I was looking at these two aquariums

125 Gallon Aquarium w/ accessories - Windsor Region Pet Accessories - Kijiji Windsor Region Canada.
125 gallon aquarium with stand and accessories
Includes two Fluval 403 filters
Currently set up with fresh water fish


120 Gallon Aquarium with Custom stand - Windsor Region Pet Classifieds - Kijiji Windsor Region Canada.
Glass 120 gallon aquarium, comes with a Custom steel stand (painted black), 2 two Aqua clear 110 filters, two lids (glass) and two lights.


A new one from great lakes aquarium 72"X18" with pine stand and glass cover is $528.90
Saltwater Custom Reef Aquariums - GreatLakesAquariums.com

Any suggestions?


----------



## Scuff

I have a Metaframe aquarium that I bought for $5 a few months ago that's 61 years old, and it still holds water. Of course, that was a different time, when things were made to last. Has a slate bottom and everything!


----------



## Price

Junglebetti said:


> yikes, I don't know the 'life span' of an aquarium, but my instinct would be to sacrifice 5 gallons of space for the more recently constructed aquarium. Do you know if they are the same brand? I've had no leaks with any of my own tanks, but have heard some bad reviews of 'top fin' and better reviews of 'marineland' tanks. Good luck!


Top Fin is actually made by marineland, specifically for petsmart so construction will be just as good! 

Just thought id throw that in there





And you could always just buy them and reseal them if you know how, i dont but if you do then you could haha


----------



## beaslbob

roacan said:


> Hello,
> 
> *How many years does an aquarium last*? I am considering buying another aquarium. One is 125 gal (6'X2'X18") and 8 years old and the other is 120 gal (5'X18.25"x26") and about 2 years old.


Decades.


but best to do a leak test. *old dude

my .02


----------



## Kaosu

i got an old 40 gallon for free on CL the people said they have had it for about 5 years..and they got it used....thick glass almost 1/2 inch lol....

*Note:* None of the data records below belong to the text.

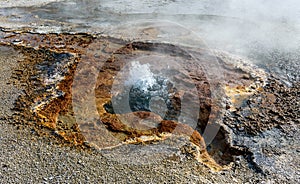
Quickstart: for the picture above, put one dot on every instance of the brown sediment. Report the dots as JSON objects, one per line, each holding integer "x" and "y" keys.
{"x": 56, "y": 111}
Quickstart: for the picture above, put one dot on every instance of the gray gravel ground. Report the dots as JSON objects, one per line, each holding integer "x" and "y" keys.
{"x": 28, "y": 158}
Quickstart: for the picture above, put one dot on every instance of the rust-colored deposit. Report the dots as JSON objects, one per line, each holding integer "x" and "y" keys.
{"x": 47, "y": 74}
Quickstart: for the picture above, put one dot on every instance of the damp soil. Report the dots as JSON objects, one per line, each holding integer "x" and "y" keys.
{"x": 46, "y": 102}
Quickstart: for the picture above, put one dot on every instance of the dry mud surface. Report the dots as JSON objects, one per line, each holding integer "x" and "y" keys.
{"x": 56, "y": 129}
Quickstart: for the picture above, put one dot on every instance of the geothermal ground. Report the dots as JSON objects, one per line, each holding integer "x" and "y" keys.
{"x": 119, "y": 99}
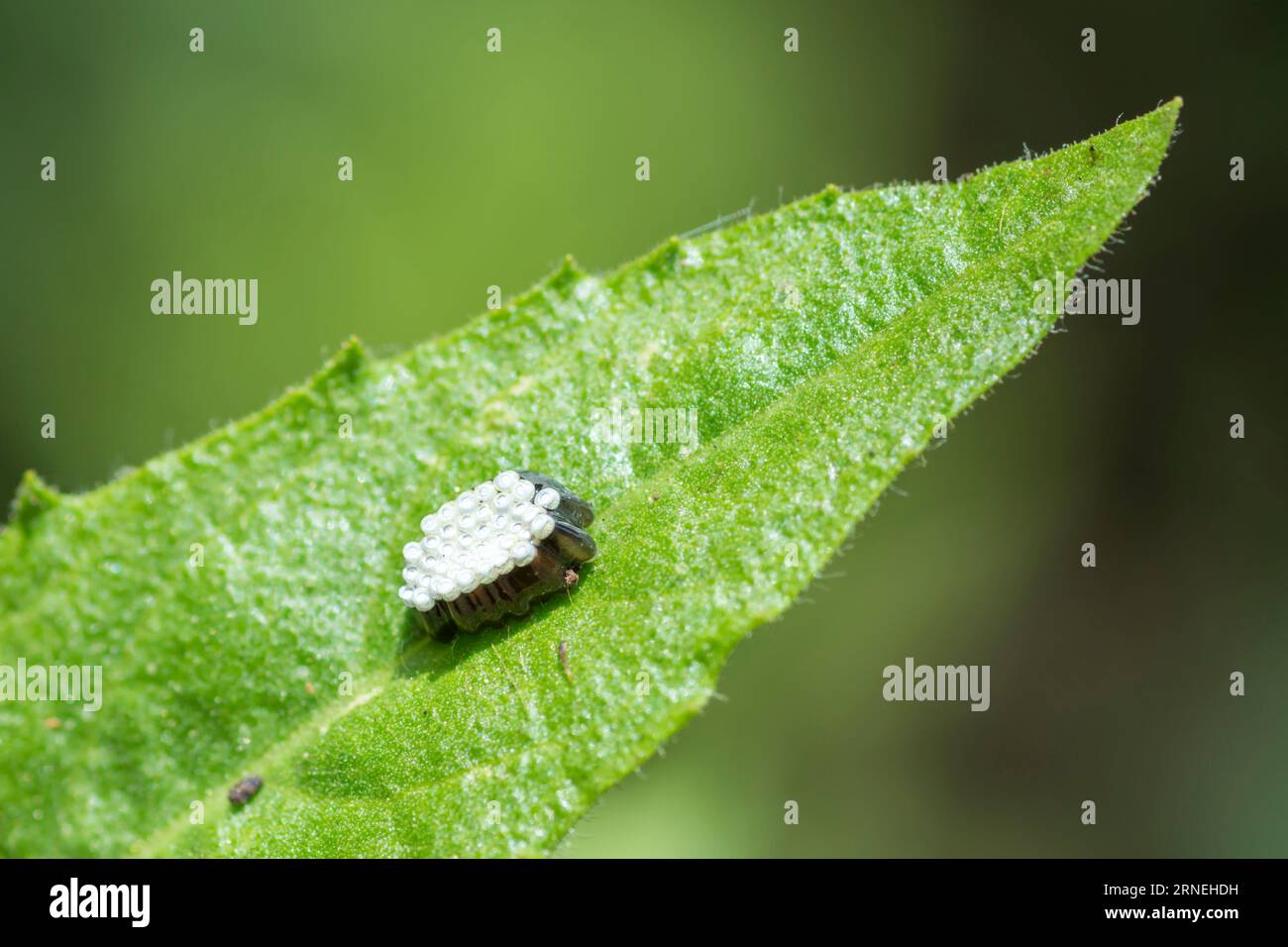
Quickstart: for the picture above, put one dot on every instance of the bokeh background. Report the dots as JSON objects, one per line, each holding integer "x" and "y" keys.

my mother has a tank up that we have had for 13+ years now with out re sealing or anything....

so it just depends on the tank...whats been done to it, how it was made....and im thinking when..the newer tanks seem so flimsy .


----------



## jrman83

I tend to be more concerned about how long it sat unfilled.


----------



## Scuff

jrman83 said:


> I tend to be more concerned about how long it sat unfilled.


This is the huge issue. The biggest thing I tell customers to do when they inquire about buying a used aquarium is to make absolutely certain they can see it full of water when they go to pick it up, so they can inspect it carefully for leaks. Even a period of time as small as a month can cause damage to the silicone seals on aquariums, if it's been kept unfilled in a very dry/cold location. The silicone pulls away from the glass, and especially in a large aquarium like what you're talking about, that can cause a leak in no time.

Add to it that rodents can (and do) chew on silicone, and you've got a pretty decent chance that the aquarium doesn't hold water any more. Just make certain you can inspect it while full of water before handing any money over, and you should be fine. Use common sense; ie, avoid chipped corners, cracks, hazed glass, etc.


----------



## beaslbob

Gee I can just see that 3,000 years from now some archaeologist will dig up some rectangular clear box and ponder what it was used for. He may even be amazed it holds water.

*r2


----------



## swampcat874

Scuff said:


> I have a Metaframe aquarium that I bought for $5 a few months ago that's 61 years old, and it still holds water. Of course, that was a different time, when things were made to last. Has a slate bottom and everything!


These tanks lasted forever, this is the type I started with. Stainless steel frame around entire outside and slate bottom. Tank was sealed with a black tar looking material ,not silicon .

Good thing though ,is when tank leaks you can repair with new silicon. The bad part is going through hell with State Farm Ins trying to get your Hardwood floor fixed when it warps from all the water!!!


----------